Marvellous! Isn’t it? This structure was built in such a manner that when viewed from different angles it gives different levels of visibility to the viewer by partially or totally blending in with the landscape. For the very same reason, it is more commonly known as “The See Through Church” and even “The Invisible Church”.


The church provides a different look to it from every angle. With such uniqueness to it, it is unlike any other church in this whole wide world. The genius behind its design is Gijs Van Vaerenbergh, which is a partnership of Pieterjan Gijs and Arnout van Vaerenbergh, two skilled young artists. Constructed entirely out of steel, while it is just about 10 metres in height it weighs about 30 tonnes.


A lateral view of the church makes it appear to be entirely see through.


On the other hand, a straight distant view makes it appear to be much more dense.

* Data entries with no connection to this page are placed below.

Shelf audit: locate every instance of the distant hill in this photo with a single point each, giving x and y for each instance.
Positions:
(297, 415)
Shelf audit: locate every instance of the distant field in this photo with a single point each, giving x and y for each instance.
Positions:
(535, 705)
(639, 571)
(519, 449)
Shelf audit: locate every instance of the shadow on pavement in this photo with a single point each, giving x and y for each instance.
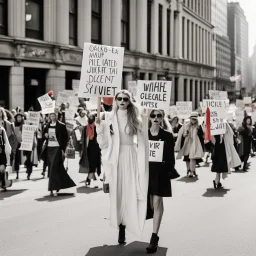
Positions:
(188, 180)
(133, 249)
(59, 196)
(86, 190)
(211, 192)
(10, 193)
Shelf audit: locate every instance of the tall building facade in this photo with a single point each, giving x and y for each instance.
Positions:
(223, 47)
(238, 35)
(41, 44)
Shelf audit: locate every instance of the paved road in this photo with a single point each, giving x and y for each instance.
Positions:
(198, 221)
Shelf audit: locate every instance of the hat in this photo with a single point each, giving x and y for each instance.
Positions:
(194, 115)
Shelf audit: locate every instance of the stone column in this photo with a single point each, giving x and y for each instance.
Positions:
(164, 34)
(106, 24)
(16, 87)
(84, 22)
(141, 25)
(16, 18)
(50, 20)
(116, 11)
(62, 31)
(55, 80)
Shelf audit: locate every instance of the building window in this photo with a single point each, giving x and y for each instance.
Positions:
(96, 21)
(149, 25)
(73, 22)
(3, 17)
(34, 19)
(125, 23)
(160, 28)
(168, 30)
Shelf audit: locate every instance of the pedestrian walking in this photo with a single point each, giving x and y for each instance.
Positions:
(125, 164)
(159, 178)
(57, 139)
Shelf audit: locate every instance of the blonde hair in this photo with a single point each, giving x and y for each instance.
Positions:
(134, 120)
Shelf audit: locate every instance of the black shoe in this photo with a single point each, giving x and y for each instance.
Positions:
(152, 248)
(121, 237)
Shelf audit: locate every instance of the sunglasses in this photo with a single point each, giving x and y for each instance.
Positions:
(158, 116)
(124, 99)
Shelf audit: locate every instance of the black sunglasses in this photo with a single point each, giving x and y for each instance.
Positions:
(124, 99)
(154, 115)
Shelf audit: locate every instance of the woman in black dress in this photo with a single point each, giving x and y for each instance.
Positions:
(159, 179)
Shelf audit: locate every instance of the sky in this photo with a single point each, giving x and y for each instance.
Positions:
(249, 7)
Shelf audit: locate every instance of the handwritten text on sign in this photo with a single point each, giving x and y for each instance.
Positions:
(154, 94)
(102, 69)
(156, 149)
(184, 109)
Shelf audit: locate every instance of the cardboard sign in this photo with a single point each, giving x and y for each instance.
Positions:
(218, 95)
(101, 73)
(154, 94)
(240, 104)
(184, 109)
(247, 100)
(47, 104)
(156, 149)
(28, 132)
(132, 88)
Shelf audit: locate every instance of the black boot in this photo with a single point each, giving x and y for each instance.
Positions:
(152, 248)
(121, 237)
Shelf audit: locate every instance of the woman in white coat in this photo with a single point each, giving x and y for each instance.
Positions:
(123, 139)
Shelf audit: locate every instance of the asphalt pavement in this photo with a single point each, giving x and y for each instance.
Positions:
(198, 220)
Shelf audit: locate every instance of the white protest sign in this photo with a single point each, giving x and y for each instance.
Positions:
(184, 109)
(173, 111)
(132, 88)
(240, 104)
(218, 95)
(156, 149)
(154, 94)
(28, 132)
(101, 73)
(247, 100)
(217, 115)
(47, 104)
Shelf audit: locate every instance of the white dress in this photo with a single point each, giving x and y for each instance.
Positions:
(127, 175)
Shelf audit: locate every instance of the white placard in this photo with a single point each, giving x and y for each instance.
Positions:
(184, 109)
(247, 100)
(154, 94)
(218, 95)
(102, 69)
(47, 104)
(28, 132)
(132, 88)
(156, 149)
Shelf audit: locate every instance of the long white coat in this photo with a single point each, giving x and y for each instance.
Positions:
(110, 144)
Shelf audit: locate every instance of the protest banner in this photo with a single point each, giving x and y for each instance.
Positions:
(132, 88)
(154, 94)
(28, 132)
(101, 73)
(240, 104)
(217, 115)
(218, 95)
(173, 111)
(184, 109)
(156, 149)
(47, 104)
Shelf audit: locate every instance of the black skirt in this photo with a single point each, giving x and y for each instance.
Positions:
(58, 176)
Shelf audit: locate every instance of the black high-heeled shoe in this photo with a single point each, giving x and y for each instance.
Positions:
(152, 248)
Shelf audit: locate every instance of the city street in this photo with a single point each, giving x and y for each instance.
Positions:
(198, 220)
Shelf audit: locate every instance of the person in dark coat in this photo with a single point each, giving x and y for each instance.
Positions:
(90, 161)
(159, 179)
(57, 140)
(245, 132)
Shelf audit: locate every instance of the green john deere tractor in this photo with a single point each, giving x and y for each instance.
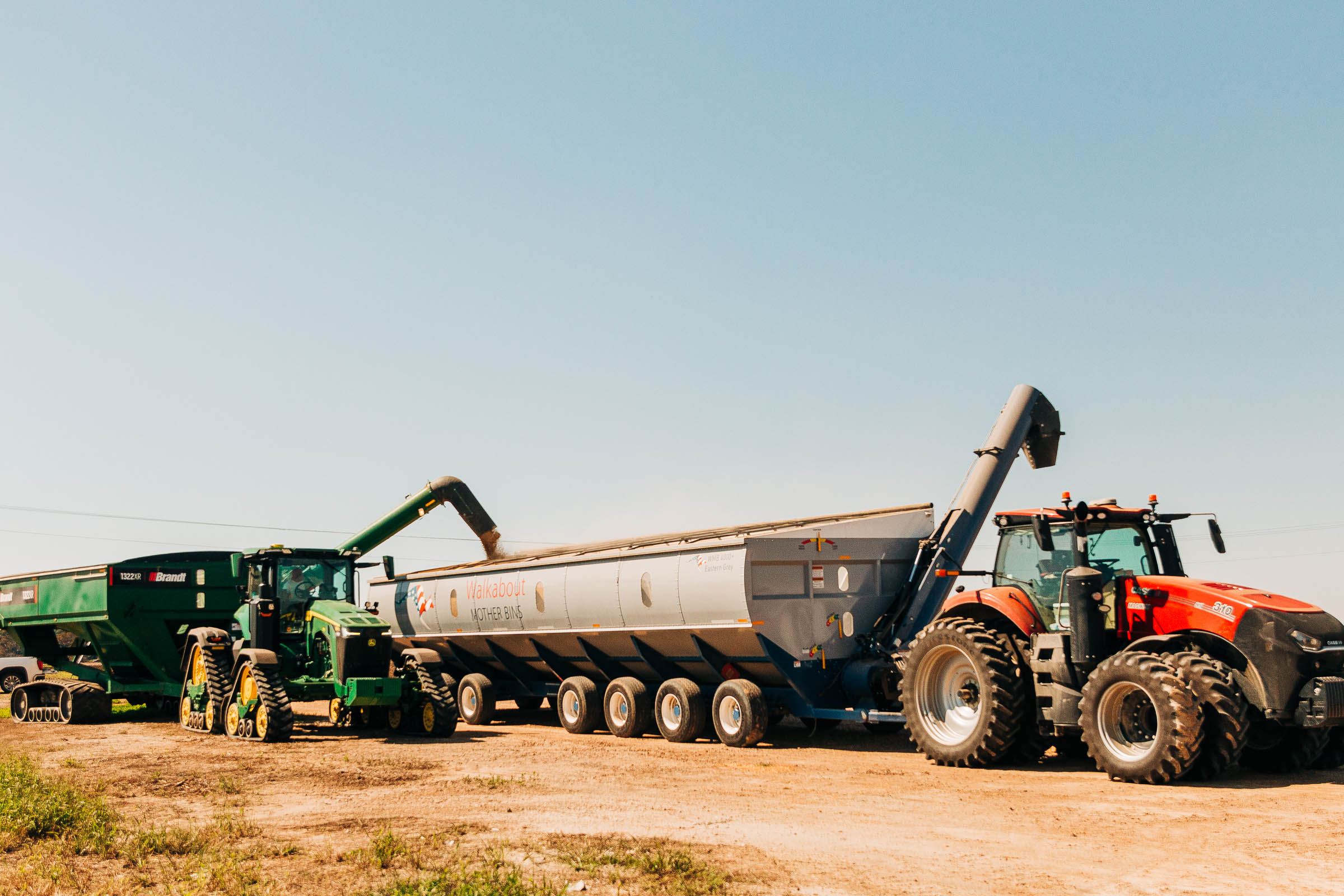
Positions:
(300, 636)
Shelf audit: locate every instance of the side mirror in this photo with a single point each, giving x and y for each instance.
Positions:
(1217, 535)
(1040, 527)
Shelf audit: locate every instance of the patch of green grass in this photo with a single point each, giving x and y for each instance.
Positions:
(669, 867)
(35, 808)
(384, 850)
(501, 782)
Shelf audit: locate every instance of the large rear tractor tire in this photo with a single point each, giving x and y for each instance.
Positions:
(740, 713)
(680, 711)
(1277, 749)
(476, 699)
(963, 693)
(1226, 712)
(578, 706)
(1140, 720)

All round the year spectators from around the world come to the village to look at this cleverly crafted artwork and experience the visual illusion for themselves.

The motive behind the creation of the church with its design as such was to have a structure which is both tangible for all to know of its presence, and at the same time is also visually absent to show how it blends with its background. A placard near the church reads the following (translated to English).

“Thanks to this special construction, the landscape is always visible through the church, at a distance and close up. This means the church is always present, but also absent in the landscape.”